BM: Bilmem, bakıcaz. Yani zaman gösterecek. Zaten önemli olan sürekli bir yere yetişmek değil, gittiğin yerden keyif almak. Önceden hep koşturuyorduk, burda ise çok daha sakin bir hayatımız var. Bu mesela alışılması gereken bir şey.
KY: Neden öyle?
BM: Çünkü biz şehir insanıyız. Sürekli "performe etmek" zorunda kalıyoruz. Ancak "bir şey yaptığımız zaman" değerli hissetmeye alıştığımız için, şu an hiç bir şey yapmadan saatlerce durmak, ne bileyim sadece kitap okumak, "acaba ben yanlış bir şey mi yapıyorum" hissine sebep olabiliyor. Bu duyguyla baş edebilmek gerekiyor. Ama bir yandan da şehirde bulamayacağınız benzersiz bir özgürlük duygusu var denizde. Bu da en büyük yardımcınız oluyor.
KY: Peki program ne?
BM: Tabii öncelikle mevsimsel döngülere uymak zorunluluğu var. Akdeniz'i havalar sertleşmeden geçmek gerekiyor. Cebelitarık'tan çıkınca Capo Verde'ye iniliyor, herkesin takip ettiği güzargâh bu. Çünkü ticaret rüzgarlarını hedefliyorsunuz. Yani tekneyi de kendinizi de çok yormayacağınız rotaları izliyorsunuz. Bu büyük ihtimalle Kristof Kolomb'dan beri böyle. Ama öte yandan bazı şeylere yolda karar veriyorsunuz. Yani ne kadar sürecek bunu bilmiyoruz mesela.

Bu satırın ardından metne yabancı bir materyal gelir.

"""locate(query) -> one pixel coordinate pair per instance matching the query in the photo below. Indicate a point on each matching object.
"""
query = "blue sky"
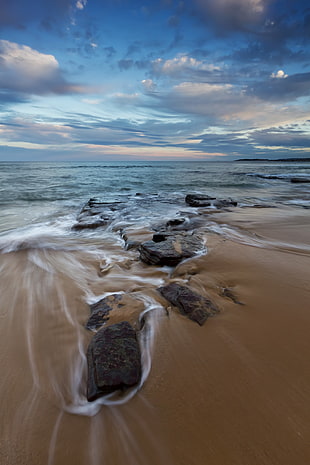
(166, 79)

KY: "Bilmemek" yelkenciliğin keyiflerinden birisi, öyle değil mi?
BM: Tabii. Bu rahatlık güzel. İstersek kalırız burada ya da devam ederiz. Böyle bir özgürlüğe sahip olmak modern dünyada büyük bir lüks.

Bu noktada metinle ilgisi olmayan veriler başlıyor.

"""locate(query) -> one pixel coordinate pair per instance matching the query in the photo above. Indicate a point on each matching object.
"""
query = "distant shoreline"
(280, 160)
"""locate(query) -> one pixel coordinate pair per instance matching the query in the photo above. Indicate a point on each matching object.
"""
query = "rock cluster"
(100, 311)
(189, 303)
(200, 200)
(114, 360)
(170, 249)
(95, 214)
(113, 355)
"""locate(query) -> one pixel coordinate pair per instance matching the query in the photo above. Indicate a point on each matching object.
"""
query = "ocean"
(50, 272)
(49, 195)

KY: Peki ekonomisini nasıl çözüyorsunuz bunun? Sürekli para harcıyorsunuz sonuçta. Balık mı yiyorsunuz hep?
BM: Biz bu konuda başarılı bir çift sayılmayız. Yemeyi içmeyi de seviyoruz çünkü. O yüzden içerdeyiz hep. Tabii henüz Akdeniz'deyiz. Her şeyin iyisi buralarda. Pasifik'e çıkınca bunları bulamayacağız. Bulamazsak da yemeyiz, o kadar da önemli değil. Balık konusunda ise epey kısmetsiziz. Son 5 senede bi' 10 bin mil falan yapmışızdır. Hiç balık tutamadık.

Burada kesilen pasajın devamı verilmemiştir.